Bien que le film flirte avec le thème de l'inceste, le but avoué n'est pas centré sur la relation parentale ou conjugale mais bien sur Filipa, sur le passage de l'enfance à l'âge adulte. Filipa est ainsi plongée dans un contexte endogène difficile, celui de l'adolescence, et dans un contexte exogène déstabilisant, celui d'un drame familial. Celui de l'adolescence, d'abord, où le principal souci serait de savoir quand, où et comment se faire déflorer, mais également de comprendre la relation conjugale qui réunit ses parents plus qu'elle ne les unit. Même s'il est évident que le passage de la puberté engendre un certain nombre de questions et de sensations nouvelles, le film en sortirait grandi s'il consentait ne serait-ce qu'à suggérer d'autres alternatives que les patins goulus et les dépucelages sur le pouce. Heureusement que ce type de choix, s'il est malheureusement bien répandu, n'en est pas pour autant une fatalité.

Le questionnement de l'adolescente sur ses parents est quant à lui perçu de manière beaucoup plus fine. On pourrait discerner quatre phases : d'abord le moment où Filipa apprend le fait déstabilisant (son père a une maîtresse, sa mère boit et quitte sa famille), ensuite celui où elle essaie de comprendre ce qui se passe, celui où elle se révolte contre les faits, et enfin celui où elle résout à sa manière les paradoxes de la réalité. Le tout est assez bien dépeint dans l'ensemble, qui montre en fin de compte la complexité d'un processus qui n'est pas propre à l'adolescence.
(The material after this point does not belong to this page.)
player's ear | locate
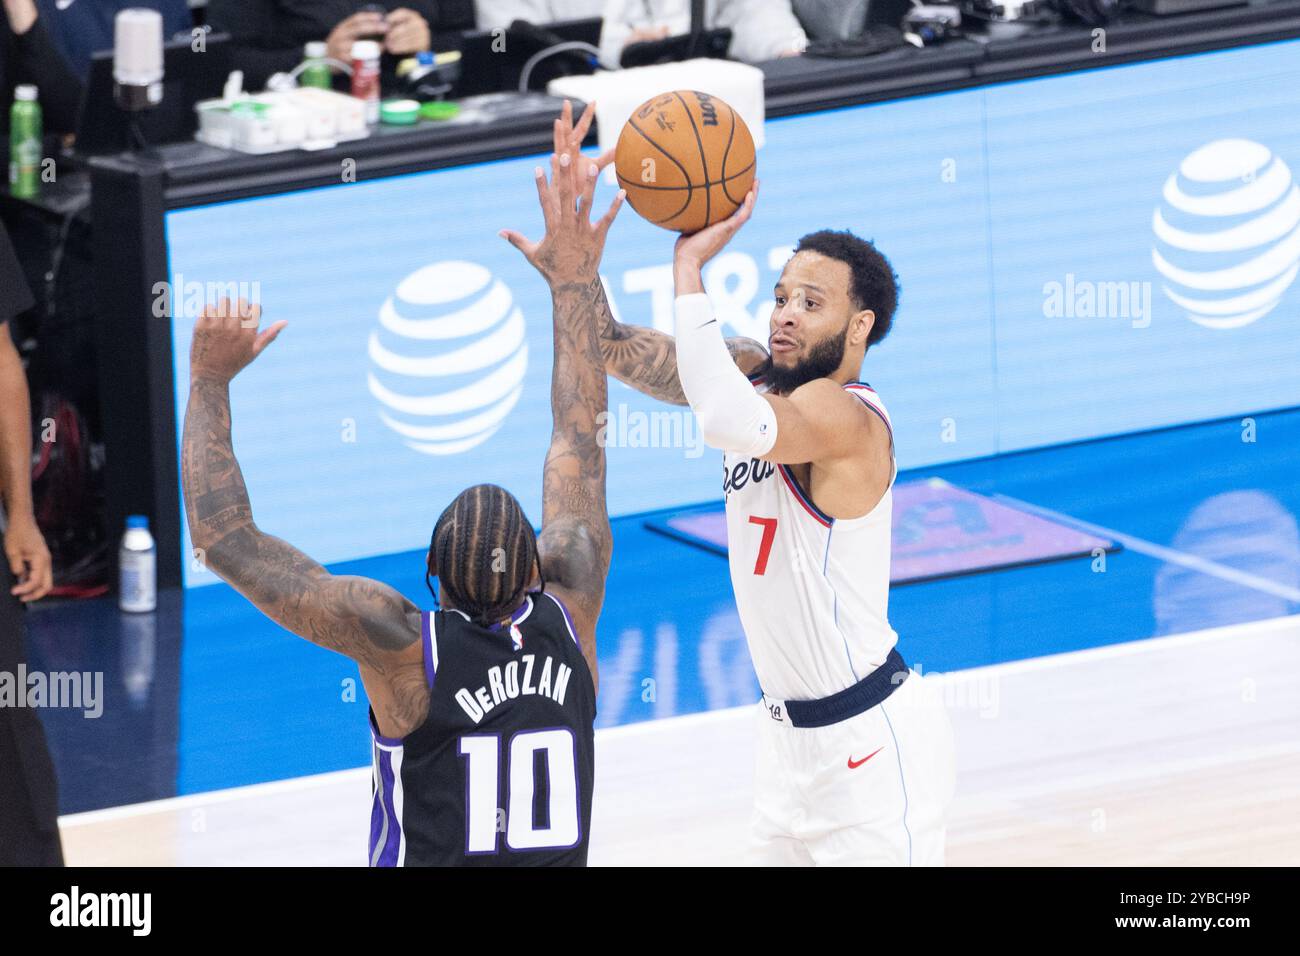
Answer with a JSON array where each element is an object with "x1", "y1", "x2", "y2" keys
[{"x1": 850, "y1": 309, "x2": 875, "y2": 349}]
Pourtant il est une question gênante : doit-on vivre ce genre d'expérience pour passer à l'âge adulte ? Le film s'étant fixé ce dilemme comme objectif, on pourrait penser que oui. Pourtant il semble que ce type d'épreuve affaiblisse plutôt qu'il ne renforce. Comment Filipa pourra-t-elle vivre une vie de couple épanouie avec l'exemple catastrophique que lui auront donné ses parents ? Car c'est la réponse à cette question qui conditionne véritablement le passage de l'enfance à l'âge adulte ! Contrairement à l'adulte, l'enfant ne sait pas construire. Mais pour savoir construire il faut l'avoir appris. Contrairement à l'idée ambiante du film ce nest pas la désillusion qui fait passer à l'âge adulte, mais bien cette responsabilisation et cette capacité à bâtir son édifice malgré les ouragans de la vie qu'on appelle « éducation. »

Cette idée fausse est néanmoins très présente dans notre époque, où l'on pense que montrer des réalités dures à un enfant vont l'aguerrir, alors qu'elles ne font que l'affaiblir. Films et jeux vidéos violents, étalages de sexualité, etc. ont continuellement, au même titre que la sur-protection de l'enfant, des effets particulièrement néfastes !

Ce film est donc l'approche très personnelle d'une question auquel il répond mal, devenant l'esquisse de ce qui aurait mérité d'être un tableau abouti.